If left untreated, gingivitis can worsen and turn into periodontitis. 

What is Periodontitis? 

Periodontitis is inflammation of the bone, ligament, and supporting structures of the teeth, usually caused by bacteria accumulation and time. 

Symptoms of Periodontitis: Red and inflamed gums, gum recession, periodontal pockets, tooth mobility and even tooth loss 

Prevention of Periodontitis: Deep cleaning (usually with anesthetic,) antibacterial mouth rinses, possible pocket reduction surgery, flap surgery or gum grafting  

Periodontal Pockets 

These are spaces that are created between the tooth and the gum tissue that are generally not visible on inspection. In health, there is always a band of gums that are not attached to the teeth that measure 1mm-3mm. This measurement is from the top of the gums to where they connect to the teeth. When the bone recedes away due to periodontitis, this unconnected tissue will deepen because the bone is no longer at the proper height. This will create deep pockets between the teeth and the gums where bacteria can accumulate and worsen the problem. 

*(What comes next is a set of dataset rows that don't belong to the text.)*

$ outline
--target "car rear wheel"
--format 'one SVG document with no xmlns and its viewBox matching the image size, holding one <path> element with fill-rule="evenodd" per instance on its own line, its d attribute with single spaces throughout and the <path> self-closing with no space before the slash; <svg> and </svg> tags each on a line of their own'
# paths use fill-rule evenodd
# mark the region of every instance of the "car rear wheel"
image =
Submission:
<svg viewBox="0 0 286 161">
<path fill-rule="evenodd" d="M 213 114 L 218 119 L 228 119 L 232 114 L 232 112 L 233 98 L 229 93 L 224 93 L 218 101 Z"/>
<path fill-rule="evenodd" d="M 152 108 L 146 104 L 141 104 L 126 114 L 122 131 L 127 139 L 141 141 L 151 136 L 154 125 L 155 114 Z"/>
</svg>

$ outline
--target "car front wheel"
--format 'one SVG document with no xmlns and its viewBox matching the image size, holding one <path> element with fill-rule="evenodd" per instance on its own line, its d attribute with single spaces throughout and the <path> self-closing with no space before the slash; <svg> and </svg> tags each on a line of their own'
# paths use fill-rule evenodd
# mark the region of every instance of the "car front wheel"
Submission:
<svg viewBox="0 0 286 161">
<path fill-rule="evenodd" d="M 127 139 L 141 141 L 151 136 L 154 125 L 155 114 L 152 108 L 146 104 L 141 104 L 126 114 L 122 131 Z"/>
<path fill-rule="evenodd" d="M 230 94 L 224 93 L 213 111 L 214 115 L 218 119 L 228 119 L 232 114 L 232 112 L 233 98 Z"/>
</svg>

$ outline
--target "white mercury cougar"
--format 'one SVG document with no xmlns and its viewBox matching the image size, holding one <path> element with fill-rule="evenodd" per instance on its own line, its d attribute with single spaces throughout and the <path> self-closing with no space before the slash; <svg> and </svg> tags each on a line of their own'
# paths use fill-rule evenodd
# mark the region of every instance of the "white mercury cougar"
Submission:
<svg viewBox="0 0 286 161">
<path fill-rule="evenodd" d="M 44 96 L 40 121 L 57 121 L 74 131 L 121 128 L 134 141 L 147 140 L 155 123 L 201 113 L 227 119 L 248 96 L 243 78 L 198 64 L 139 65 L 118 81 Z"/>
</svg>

Periodontal pockets are checked and assessed by measuring them every year. A small tool called a periodontal probe is inserted between the gum and tooth to see how many millimetres down the probe will reach. Measurements are taken for each tooth. A referral will be made to a gum specialist if there are many measurements over 4mm or if the measurements appear to be worsening over time. 

To prevent periodontal pockets and periodontitis, make sure to see your dentist and dental hygienist every 3-6 months for cleanings and checkups, brush at least twice a day and floss at least once a day.